With a view to developing future reusable launchers, CNES has initiated a demonstrator called FROG in partnership with start-ups, students and non-profit associations. This demonstrator’s aim is to test and evaluate new guidance and navigation algorithms.

There are limits to what simulations can do, which is where real-life testing comes into play. To this end, CNES has devised FROG as an agile, experimental test platform.

FROG is a recursive acronym that stands for ‘Frog, a ROcket for GNC demonstration’. Initiated by CNES’s Launch Vehicles Directorate (DLA) to test landing algorithms for reusable launchers, FROG is a suite of small-scale demonstrators of Vertical Take-off, Vertical Landing (VTVL) concepts.

Standing three metres tall and with a diameter of 30 centimetres, FROG-T is designed as a learning vehicle. Teams at CNES’s Space Transportation Directorate (DTS), working with partners from industry (Drone-Center, Polyvionics), academia (IUT Cachan technology institute) and associations (Planète Sciences), are plugging new guidance, navigation and control (GNC) algorithms into the demonstrator to test new solutions in responsive fashion and with short development times. Once validated, these concepts may be incorporated in larger architectures like the Callisto and Themis reusable demonstrators and other projects coming on stream in the decade ahead.

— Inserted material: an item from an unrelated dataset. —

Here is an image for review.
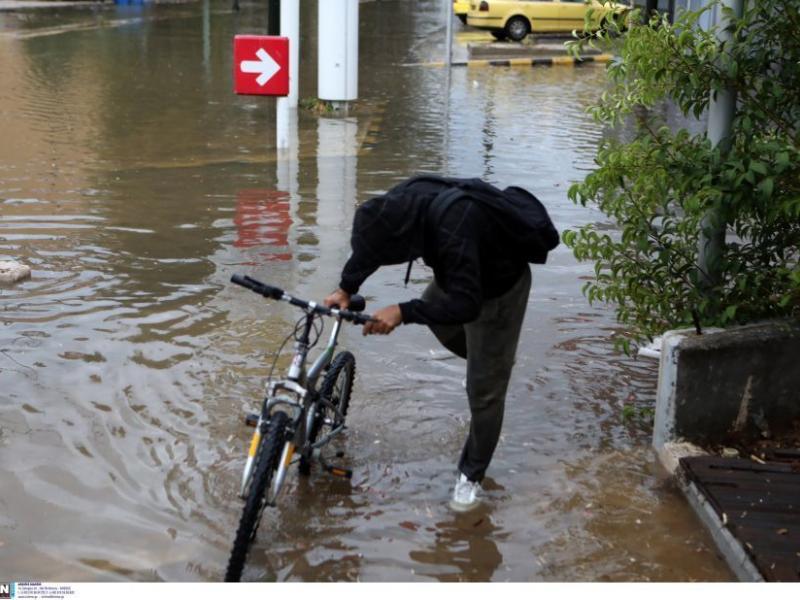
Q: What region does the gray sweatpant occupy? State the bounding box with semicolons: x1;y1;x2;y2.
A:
422;268;531;481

The FROG-T prototype, powered by a turbojet, made its first flight at the end of May 2019. The vehicle is fully equipped to land vertically, with a steerable nozzle, active attitude control and four legs to absorb the shock of landing. It is now entering its operational phase and will be used, for example, for the Horizon Europe SALTO project. A smaller electric version (FROG-E) also exists and a version with a small rocket engine (H2O2) is in development, to be called FROG-H. This version will make FROG more representative in terms of propulsion.

FROG is also seeking to break free from traditional development methods by turning to contributors from outside DTS. Several teams of enthusiasts are developing and testing solutions concurrently through an agile, experimental approach to think outside the box and rapidly devise new control methods.